I, with other officers, was detailed to take fifty men of my regiment and establish a skirmish line in connection with the troops on our right and left, at a rail fence beyond the Emmitsburg pike, and about midway of the plain, over which Pickett’s charge had taken place.  As this line made its way to its destination through the trampled and unmown grass, we often stumbled over dead bodies, and were exhorted by the wounded who had life enough to peak, “For God’s sake don’t step on us!” or to give them a drink of water, or to turn them over, or other like entreaties.  Though strict orders had been given to pay no attention to the wounded, with an explanation that the stretcher-bearers would follow the skirmish line, still flesh and blood could not refuse these offices, even to our late enemies.  

The thought came to me of my own comrades, wounded two days before on Seminary Ridge, who must have asked the same favors of them.  I also had a feeling of admiration for these brave men who had composed that charging party of  17,000 men marching close en masse,  and who closed up the gaps as our solid shot and shell ploughed through their ranks, and who still came on so magnificently that they almost deserved success, even in a bad cause.  Arriving at the rail fence, we saw beyond a pile of dead and wounded, struck as they exposed themselves clambering over, while on the charge.  A scattering fire had annoyed us as we advanced, but no determined effort was made to stop us.

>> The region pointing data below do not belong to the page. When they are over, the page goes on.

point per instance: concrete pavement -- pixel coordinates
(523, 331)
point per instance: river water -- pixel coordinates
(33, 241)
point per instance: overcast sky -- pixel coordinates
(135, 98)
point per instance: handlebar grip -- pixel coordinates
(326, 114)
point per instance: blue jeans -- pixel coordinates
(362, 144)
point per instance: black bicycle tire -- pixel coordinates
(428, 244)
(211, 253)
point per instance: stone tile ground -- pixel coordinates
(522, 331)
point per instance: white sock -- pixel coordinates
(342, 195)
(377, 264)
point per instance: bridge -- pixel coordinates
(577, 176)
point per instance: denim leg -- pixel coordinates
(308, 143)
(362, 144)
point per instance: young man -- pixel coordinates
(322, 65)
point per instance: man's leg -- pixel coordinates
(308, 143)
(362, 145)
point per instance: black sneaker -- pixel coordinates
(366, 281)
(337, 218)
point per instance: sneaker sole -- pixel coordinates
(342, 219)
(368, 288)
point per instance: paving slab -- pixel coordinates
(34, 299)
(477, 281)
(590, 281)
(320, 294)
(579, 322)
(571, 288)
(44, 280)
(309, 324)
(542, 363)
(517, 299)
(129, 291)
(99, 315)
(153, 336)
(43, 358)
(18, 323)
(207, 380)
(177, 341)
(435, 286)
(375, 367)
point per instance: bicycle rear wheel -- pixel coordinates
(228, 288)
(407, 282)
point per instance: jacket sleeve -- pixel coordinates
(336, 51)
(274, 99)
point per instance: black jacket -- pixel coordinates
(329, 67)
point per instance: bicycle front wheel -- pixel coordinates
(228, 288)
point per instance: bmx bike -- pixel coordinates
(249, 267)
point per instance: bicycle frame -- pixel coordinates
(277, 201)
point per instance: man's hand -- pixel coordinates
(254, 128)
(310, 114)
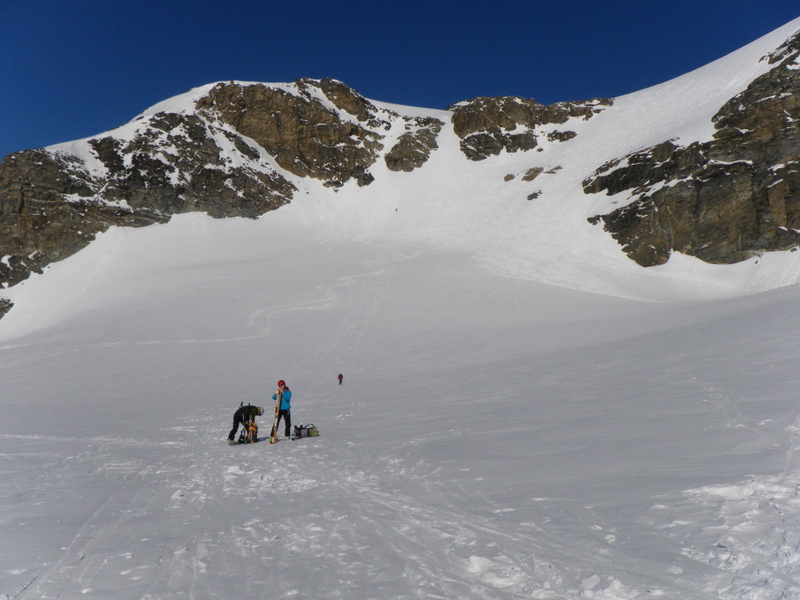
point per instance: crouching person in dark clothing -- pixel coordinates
(245, 415)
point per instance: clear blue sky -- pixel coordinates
(75, 68)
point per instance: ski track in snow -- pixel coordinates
(255, 511)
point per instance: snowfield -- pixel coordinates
(525, 412)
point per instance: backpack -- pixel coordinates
(309, 430)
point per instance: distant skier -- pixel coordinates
(285, 412)
(244, 415)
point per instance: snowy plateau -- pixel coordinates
(524, 413)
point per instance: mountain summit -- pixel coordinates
(704, 165)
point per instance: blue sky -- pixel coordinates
(75, 68)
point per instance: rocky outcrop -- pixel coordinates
(489, 126)
(725, 200)
(414, 147)
(304, 131)
(51, 205)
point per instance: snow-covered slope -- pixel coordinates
(503, 430)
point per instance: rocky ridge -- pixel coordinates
(238, 153)
(489, 126)
(241, 150)
(724, 200)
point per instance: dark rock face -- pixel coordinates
(304, 135)
(51, 206)
(414, 147)
(724, 200)
(487, 126)
(217, 160)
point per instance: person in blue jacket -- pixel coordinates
(286, 407)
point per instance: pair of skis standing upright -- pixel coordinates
(273, 434)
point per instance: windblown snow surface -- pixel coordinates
(525, 412)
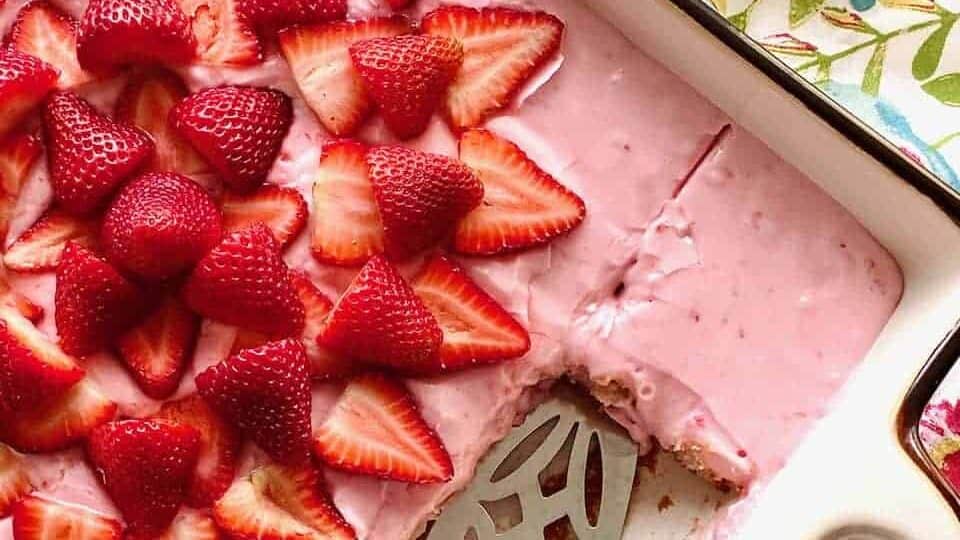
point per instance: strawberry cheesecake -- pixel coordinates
(288, 269)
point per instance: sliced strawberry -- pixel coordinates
(265, 393)
(375, 428)
(282, 503)
(524, 207)
(118, 32)
(319, 57)
(238, 129)
(146, 102)
(40, 247)
(407, 77)
(158, 350)
(224, 37)
(59, 423)
(89, 154)
(421, 197)
(94, 303)
(476, 329)
(14, 481)
(146, 466)
(46, 32)
(219, 448)
(346, 227)
(281, 209)
(380, 320)
(39, 518)
(503, 48)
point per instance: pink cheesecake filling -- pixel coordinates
(713, 297)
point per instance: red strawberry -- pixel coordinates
(158, 350)
(224, 37)
(146, 102)
(94, 303)
(33, 370)
(407, 77)
(319, 57)
(38, 518)
(524, 207)
(379, 319)
(40, 247)
(421, 197)
(117, 32)
(476, 329)
(219, 448)
(265, 392)
(375, 428)
(244, 282)
(283, 210)
(238, 129)
(277, 502)
(160, 225)
(59, 423)
(89, 154)
(346, 228)
(146, 467)
(46, 32)
(502, 49)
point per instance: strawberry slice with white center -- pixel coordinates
(376, 429)
(503, 48)
(346, 227)
(319, 56)
(38, 518)
(523, 206)
(40, 247)
(281, 209)
(476, 328)
(281, 503)
(46, 32)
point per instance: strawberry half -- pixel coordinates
(407, 77)
(238, 129)
(375, 428)
(523, 206)
(380, 320)
(502, 47)
(146, 102)
(346, 229)
(244, 282)
(476, 329)
(146, 466)
(89, 154)
(160, 225)
(281, 209)
(282, 503)
(319, 57)
(158, 350)
(265, 393)
(38, 518)
(219, 448)
(44, 31)
(421, 197)
(60, 423)
(40, 247)
(94, 303)
(118, 32)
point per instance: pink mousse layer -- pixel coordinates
(748, 295)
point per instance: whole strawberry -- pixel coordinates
(160, 225)
(265, 393)
(89, 155)
(244, 282)
(238, 129)
(117, 32)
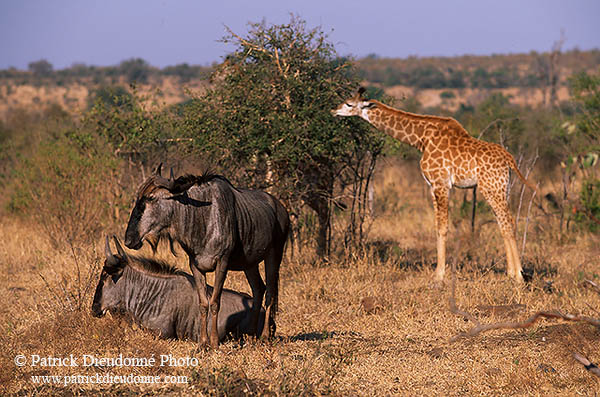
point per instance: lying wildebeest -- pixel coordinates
(221, 228)
(164, 299)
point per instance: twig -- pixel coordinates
(592, 284)
(593, 368)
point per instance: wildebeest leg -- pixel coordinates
(258, 292)
(215, 304)
(272, 263)
(200, 279)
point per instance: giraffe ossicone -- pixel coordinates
(451, 158)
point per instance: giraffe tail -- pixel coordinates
(513, 164)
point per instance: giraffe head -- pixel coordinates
(355, 106)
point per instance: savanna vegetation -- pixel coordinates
(358, 312)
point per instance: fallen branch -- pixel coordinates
(479, 328)
(593, 368)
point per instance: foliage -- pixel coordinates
(123, 119)
(64, 183)
(586, 93)
(268, 117)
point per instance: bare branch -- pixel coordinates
(593, 368)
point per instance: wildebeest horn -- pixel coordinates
(119, 248)
(157, 171)
(110, 258)
(164, 183)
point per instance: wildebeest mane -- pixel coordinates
(178, 185)
(154, 266)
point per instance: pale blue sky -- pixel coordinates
(169, 32)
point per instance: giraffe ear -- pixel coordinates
(366, 104)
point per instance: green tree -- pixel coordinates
(268, 114)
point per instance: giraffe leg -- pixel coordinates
(440, 208)
(497, 201)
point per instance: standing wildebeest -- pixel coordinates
(164, 299)
(220, 228)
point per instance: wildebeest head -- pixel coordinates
(153, 209)
(107, 295)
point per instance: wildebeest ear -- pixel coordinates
(120, 250)
(111, 260)
(158, 170)
(114, 264)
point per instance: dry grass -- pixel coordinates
(375, 326)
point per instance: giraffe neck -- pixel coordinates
(410, 128)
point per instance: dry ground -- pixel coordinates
(373, 326)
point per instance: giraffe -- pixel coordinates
(451, 158)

From the rebel line beyond, in the darkness we could hear the sound of chopping and driving stakes in the ground; and this was intermingled with groans and shrieks of the wounded and dying, all around us. Indeed, neither time nor inclination will allow me to describe the horrors of that night.  At 11 o’clock a detail of surgeons and assistants from our line came out, giving the wounded, so far as I could learn, not much but morphine.  Edwin Forbes Illustration, "After the Battle"One wounded man would pass the word along to another, who begged for it to drown his sufferings. I arranged with an officer of the Ninety-fourth New York to call him when it was time for his relief to go on, and he showed me where he was going to lie down with one of his men on the same “relief,” he wishing to get a little sleep.  When the time came for me to call him I groped around and found him.  On awakening he began to shake his blanket companion and told him to get up, it was time for their “relief” to go on duty.  He could not start him, and greatly surprised were both of us when we discovered that he had made a mistake in the darkness, and had been sharing his blanket and sleeping beside the body of a dead rebel.

  This whole night a wounded and probably insane rebel, in the rear of the skirmish line, walked back and forth like a sentinel, singing religious hymns, in a clear, calm voice, and paid no attention to requests to keep quiet.  We rejoined the regiment at daylight.